British IVF clinics on a “gravy train”: Robert Winston
     
The 40th anniversary of the birth of Louise Brown, the world’s first IVF baby, on July 25 has been the occasion for cracking champagne bottles and congratulatory media features. But a British IVF pioneer, Professor Lord Robert Winston, contends that celebration should be much more subdued.
In an interview with The Irish News, he said that “people are being sucked into IVF without a full recognition of exactly how low the success rate is”. Private sector fertility clinics, he says, are on a “gravy train” in the UK. Mixing the "desperation" of couples for a child and the "avarice" of private practice is a "dangerous combination".

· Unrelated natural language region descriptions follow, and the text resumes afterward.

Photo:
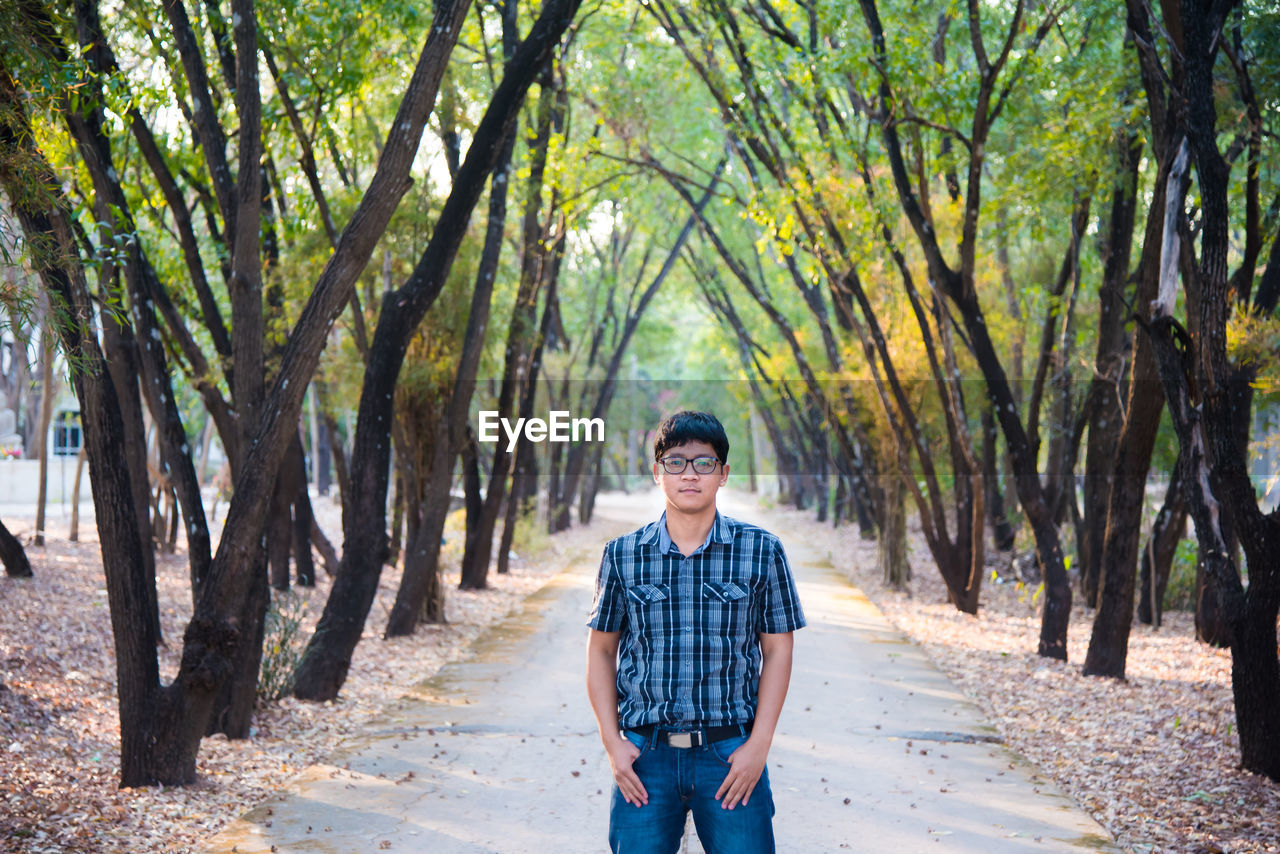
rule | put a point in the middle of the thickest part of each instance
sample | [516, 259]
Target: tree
[1194, 364]
[161, 726]
[13, 556]
[328, 656]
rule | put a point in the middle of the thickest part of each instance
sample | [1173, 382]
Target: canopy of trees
[1004, 264]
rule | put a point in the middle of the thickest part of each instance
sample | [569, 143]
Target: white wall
[19, 480]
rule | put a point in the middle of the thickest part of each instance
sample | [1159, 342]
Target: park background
[990, 286]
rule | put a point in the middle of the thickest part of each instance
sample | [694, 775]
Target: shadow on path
[876, 752]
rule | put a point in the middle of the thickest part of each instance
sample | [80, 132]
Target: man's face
[690, 492]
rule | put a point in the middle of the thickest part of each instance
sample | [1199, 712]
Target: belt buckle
[684, 740]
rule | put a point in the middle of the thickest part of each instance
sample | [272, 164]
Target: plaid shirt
[690, 652]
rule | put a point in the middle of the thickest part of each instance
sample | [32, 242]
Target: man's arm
[602, 690]
[748, 761]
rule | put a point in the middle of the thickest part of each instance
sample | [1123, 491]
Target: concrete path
[498, 753]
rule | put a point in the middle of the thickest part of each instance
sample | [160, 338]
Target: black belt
[695, 738]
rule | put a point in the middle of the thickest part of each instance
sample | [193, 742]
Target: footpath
[498, 754]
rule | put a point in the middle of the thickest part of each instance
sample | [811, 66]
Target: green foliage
[282, 645]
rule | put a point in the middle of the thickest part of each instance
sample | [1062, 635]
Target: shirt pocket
[647, 608]
[725, 592]
[647, 594]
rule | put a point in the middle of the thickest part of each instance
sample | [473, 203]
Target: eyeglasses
[677, 465]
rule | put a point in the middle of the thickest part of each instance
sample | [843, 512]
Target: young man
[689, 658]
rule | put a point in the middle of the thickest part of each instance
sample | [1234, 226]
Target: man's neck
[689, 530]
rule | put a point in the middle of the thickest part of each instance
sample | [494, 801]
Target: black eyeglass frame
[685, 462]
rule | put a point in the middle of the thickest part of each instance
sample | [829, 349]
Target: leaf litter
[59, 726]
[1153, 758]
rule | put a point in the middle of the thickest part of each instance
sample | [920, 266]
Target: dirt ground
[1153, 758]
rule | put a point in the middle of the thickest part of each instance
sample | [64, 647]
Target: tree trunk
[1048, 548]
[304, 523]
[472, 487]
[328, 656]
[1157, 558]
[1002, 531]
[1109, 387]
[46, 414]
[1109, 642]
[891, 555]
[13, 556]
[233, 708]
[279, 529]
[76, 493]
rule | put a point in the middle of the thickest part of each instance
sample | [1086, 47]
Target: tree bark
[328, 656]
[73, 535]
[13, 556]
[1002, 531]
[1109, 642]
[1197, 375]
[891, 556]
[46, 414]
[1109, 386]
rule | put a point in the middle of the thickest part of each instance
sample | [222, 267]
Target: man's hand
[622, 754]
[746, 766]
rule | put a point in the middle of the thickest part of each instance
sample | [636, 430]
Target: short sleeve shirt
[690, 651]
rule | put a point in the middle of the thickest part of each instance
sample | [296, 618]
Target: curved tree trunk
[328, 656]
[1157, 557]
[13, 556]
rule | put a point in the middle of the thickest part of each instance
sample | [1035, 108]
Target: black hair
[691, 427]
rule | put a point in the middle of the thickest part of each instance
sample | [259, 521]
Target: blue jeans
[686, 779]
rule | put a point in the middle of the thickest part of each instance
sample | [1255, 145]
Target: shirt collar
[657, 534]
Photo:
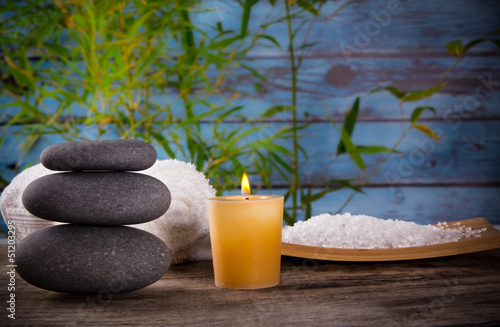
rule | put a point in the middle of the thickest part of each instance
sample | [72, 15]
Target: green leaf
[497, 31]
[137, 23]
[247, 8]
[57, 49]
[394, 91]
[163, 142]
[276, 109]
[351, 148]
[426, 130]
[455, 48]
[349, 122]
[272, 39]
[149, 59]
[418, 111]
[419, 95]
[496, 41]
[372, 149]
[282, 162]
[472, 43]
[223, 43]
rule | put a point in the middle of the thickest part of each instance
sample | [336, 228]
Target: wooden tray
[490, 239]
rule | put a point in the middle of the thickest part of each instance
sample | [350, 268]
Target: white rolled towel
[184, 227]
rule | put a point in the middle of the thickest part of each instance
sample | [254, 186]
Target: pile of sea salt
[364, 232]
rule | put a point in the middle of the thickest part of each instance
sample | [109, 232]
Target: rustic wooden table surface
[457, 290]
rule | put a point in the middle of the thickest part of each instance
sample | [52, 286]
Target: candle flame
[245, 185]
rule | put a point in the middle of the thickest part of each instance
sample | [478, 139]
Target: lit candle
[245, 234]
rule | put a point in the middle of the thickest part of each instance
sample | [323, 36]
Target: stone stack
[95, 194]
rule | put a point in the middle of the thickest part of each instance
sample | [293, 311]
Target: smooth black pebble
[97, 198]
[117, 155]
[92, 259]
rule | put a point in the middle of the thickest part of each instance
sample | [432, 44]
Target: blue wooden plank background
[448, 180]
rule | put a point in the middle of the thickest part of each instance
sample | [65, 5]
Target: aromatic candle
[245, 234]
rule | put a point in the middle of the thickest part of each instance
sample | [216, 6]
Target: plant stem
[295, 164]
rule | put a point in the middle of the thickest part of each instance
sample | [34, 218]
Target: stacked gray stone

"The HFEA [Human Fertilisation and Embryology Authority] records success rate per embryo transfer, but that in itself is misleading, because a large number of women start a cycle but never get to the embryo transfer stage, either because their ovaries don't respond or because the eggs don't fertilise."
A significant problem of dealing with infertility is that is could have "50, 60 or 70 different causes" – and some of these could be treated with means which are less invasive and stressful than IVF.
"The first thing we need to change, which is something we're not doing in reproductive medicine, is to regard infertility as a symptom ... Right now, we regard it as a diagnosis and it's fundamentally wrong to offer a treatment on the basis of symptoms – because the underlying cause of the symptom will vary ...
"In many cases, in-vitro fertilisation is not the best [treatment] – but it's the most profit ... Unexplained infertility is a nonsense; it's a failure to make a diagnosis. People are reluctant to go through with investigations, which in my view are justified, because at the moment, so many patients are failing to get pregnant with an IVF cycle and then get pregnant after the IVF has finished.
"One of the important issues is making a diagnosis and finding other more effective simpler remedies, but most clinics are now geared up to do IVF, so they don't actually treat the underlying issue."